Feedback on linked open data workflow tools

[edit]

We introduced the Linked Open Data workflow (Wikidata:Linked open data workflow) document to the attendees, which was new to many folks. After quickly explaining the various phases of this classic "Extract-Transform-Load" type workflow, we challenged the participants to respond to the chart with experiences and recommendations.

Participants were asked to individually provide feedback on each of these six phases of the workflow using sticky notes. People were given 20-30 minutes to walk amongst the posters in the room, noting to also read the stickies left by others. They were asked to leave notes in three areas for each column:

  1. Edits or additions to the list of tools
  2. Positive experiences
  3. Challenges

An extra poster to hold any "Other workflow ideas" was also provided.
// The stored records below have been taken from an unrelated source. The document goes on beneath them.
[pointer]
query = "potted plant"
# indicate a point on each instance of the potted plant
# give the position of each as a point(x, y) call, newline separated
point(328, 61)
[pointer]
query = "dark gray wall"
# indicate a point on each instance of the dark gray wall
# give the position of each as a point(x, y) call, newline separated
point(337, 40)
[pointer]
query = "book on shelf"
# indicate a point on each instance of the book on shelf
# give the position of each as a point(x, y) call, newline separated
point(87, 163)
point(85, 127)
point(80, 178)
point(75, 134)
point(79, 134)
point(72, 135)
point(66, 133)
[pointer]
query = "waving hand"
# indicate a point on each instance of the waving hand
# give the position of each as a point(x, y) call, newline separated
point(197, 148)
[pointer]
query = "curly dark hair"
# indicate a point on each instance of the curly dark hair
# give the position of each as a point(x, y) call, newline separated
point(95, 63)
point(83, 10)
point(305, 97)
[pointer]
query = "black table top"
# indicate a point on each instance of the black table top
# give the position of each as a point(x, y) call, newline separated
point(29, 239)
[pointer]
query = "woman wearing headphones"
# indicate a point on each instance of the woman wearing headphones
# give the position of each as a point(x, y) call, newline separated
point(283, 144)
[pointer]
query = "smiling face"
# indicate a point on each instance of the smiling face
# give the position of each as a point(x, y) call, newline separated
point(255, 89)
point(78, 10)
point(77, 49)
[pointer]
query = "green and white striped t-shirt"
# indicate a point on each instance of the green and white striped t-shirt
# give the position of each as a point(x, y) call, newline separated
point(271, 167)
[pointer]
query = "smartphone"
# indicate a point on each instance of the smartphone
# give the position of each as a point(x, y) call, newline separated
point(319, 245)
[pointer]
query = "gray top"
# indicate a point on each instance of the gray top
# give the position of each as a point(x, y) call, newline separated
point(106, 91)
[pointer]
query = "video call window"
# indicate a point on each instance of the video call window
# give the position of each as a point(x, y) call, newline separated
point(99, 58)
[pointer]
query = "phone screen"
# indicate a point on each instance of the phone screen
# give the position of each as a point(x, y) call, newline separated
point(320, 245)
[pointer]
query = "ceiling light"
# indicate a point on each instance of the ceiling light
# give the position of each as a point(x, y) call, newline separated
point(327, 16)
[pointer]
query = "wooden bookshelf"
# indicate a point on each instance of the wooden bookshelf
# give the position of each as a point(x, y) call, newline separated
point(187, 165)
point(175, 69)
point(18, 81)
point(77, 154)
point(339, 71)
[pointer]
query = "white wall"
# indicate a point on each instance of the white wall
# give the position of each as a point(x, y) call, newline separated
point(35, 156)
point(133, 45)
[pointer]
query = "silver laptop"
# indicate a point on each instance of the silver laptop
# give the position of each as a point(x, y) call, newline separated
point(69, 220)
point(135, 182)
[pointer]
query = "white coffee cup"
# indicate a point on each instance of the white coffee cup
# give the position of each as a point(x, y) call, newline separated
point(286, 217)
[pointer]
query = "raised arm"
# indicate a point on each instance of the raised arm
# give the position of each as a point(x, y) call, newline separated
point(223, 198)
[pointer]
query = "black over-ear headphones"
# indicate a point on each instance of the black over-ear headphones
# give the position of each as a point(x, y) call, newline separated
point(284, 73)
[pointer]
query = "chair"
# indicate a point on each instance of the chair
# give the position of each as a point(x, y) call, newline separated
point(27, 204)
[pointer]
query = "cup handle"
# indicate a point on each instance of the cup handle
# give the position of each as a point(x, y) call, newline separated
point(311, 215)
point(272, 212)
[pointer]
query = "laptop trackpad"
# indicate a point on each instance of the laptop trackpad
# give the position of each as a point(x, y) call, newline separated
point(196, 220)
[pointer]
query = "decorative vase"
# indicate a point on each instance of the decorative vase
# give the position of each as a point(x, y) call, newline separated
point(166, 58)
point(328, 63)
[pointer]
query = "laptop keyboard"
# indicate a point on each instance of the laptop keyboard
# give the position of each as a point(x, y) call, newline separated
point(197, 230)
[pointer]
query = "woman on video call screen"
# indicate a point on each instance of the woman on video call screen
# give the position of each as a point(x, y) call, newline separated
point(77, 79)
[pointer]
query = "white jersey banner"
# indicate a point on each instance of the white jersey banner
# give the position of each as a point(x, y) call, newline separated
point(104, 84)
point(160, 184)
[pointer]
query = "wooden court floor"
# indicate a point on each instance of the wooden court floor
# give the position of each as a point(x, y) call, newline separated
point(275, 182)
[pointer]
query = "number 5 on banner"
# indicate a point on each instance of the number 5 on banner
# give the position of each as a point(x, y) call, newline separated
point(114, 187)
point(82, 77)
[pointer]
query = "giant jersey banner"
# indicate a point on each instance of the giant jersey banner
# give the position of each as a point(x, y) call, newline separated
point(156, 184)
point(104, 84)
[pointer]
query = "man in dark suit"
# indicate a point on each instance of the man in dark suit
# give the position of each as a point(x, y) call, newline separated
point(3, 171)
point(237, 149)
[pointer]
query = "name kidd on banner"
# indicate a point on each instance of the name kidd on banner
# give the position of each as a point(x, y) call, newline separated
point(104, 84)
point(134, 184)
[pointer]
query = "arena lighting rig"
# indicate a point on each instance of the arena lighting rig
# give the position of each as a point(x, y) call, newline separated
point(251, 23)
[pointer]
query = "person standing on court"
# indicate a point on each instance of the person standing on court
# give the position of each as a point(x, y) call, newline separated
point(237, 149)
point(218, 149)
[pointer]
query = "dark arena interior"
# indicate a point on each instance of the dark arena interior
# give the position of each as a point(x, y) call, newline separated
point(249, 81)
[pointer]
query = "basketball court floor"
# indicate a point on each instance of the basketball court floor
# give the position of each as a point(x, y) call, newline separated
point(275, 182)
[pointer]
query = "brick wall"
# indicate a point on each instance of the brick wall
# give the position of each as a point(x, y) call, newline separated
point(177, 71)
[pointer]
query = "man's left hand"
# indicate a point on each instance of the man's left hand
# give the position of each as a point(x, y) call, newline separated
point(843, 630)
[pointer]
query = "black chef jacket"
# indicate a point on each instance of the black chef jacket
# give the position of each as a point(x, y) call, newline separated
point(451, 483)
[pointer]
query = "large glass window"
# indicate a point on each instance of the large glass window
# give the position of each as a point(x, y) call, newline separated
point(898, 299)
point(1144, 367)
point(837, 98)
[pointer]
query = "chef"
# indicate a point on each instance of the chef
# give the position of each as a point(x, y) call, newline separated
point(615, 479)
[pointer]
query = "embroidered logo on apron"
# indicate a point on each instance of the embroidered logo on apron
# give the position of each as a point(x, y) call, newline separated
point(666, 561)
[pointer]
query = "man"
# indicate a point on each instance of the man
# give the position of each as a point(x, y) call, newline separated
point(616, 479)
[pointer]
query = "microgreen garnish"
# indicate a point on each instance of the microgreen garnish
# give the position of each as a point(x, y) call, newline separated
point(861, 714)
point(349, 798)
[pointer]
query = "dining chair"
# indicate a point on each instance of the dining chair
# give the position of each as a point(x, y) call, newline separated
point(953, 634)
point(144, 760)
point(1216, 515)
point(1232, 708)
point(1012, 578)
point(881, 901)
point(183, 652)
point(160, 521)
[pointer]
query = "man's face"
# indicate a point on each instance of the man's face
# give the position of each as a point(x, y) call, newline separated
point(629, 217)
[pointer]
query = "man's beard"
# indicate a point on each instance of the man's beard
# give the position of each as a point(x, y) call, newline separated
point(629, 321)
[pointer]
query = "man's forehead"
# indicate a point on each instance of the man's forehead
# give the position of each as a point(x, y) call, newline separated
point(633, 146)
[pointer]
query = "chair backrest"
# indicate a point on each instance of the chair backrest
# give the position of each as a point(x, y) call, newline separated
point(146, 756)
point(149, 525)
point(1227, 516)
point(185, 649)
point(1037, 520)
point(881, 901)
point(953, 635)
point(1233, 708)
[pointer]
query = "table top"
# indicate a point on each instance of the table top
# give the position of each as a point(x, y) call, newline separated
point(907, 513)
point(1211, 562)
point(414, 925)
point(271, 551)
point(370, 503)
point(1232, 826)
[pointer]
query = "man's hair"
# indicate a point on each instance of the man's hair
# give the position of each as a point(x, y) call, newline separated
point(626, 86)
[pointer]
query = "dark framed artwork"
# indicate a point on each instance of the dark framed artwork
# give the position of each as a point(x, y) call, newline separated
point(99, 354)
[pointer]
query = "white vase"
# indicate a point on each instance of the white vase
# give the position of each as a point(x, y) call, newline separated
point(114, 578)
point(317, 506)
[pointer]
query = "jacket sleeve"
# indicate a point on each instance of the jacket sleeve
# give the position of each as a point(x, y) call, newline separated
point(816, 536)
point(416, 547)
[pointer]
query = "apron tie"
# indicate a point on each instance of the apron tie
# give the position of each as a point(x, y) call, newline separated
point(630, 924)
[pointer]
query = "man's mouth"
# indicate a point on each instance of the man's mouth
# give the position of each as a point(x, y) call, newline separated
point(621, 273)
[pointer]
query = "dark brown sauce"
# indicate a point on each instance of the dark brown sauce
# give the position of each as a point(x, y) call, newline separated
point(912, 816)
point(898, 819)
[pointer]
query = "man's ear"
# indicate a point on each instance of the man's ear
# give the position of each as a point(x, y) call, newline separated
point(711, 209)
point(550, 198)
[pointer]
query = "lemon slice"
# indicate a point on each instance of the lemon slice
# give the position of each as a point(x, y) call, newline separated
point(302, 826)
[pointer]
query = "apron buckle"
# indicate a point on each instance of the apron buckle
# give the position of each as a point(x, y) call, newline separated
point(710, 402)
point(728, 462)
Some rough overall observations could be made right away:

  • Ingestion (3) had the most varied and numerous responses, including many additions of specialized tools for ingestion, such as those related to iNaturalist, BHL, or SourceMD.
  • For ingestion solutions, there seem to be a good capacity for creating specialized or custom ingestion (3) tools, whether they were scripts, or custom code.
  • A number of feedback notes pertained to using tools to revise, adjust, or clean up data after an initial load of content - VisualFileChange.js, Quickstatements, or Cat-a-lot. This reflects comments that the ingestion/upload tools may not always do all that is desired by the user, requiring multiple tools to add all the relevant metadata, reflecting more of an iterative ELT (extract-load-transform) process rather than a traditional ETL process.
  • The most feedback was on the Reporting (6), with many concerns about the reliability and capability of measuring impact of contributions, both within the Wikimedia ecosystem, and especially for help measuring impact externally.

Detailed notes

[edit]

Transcribed from sticky notes in images above.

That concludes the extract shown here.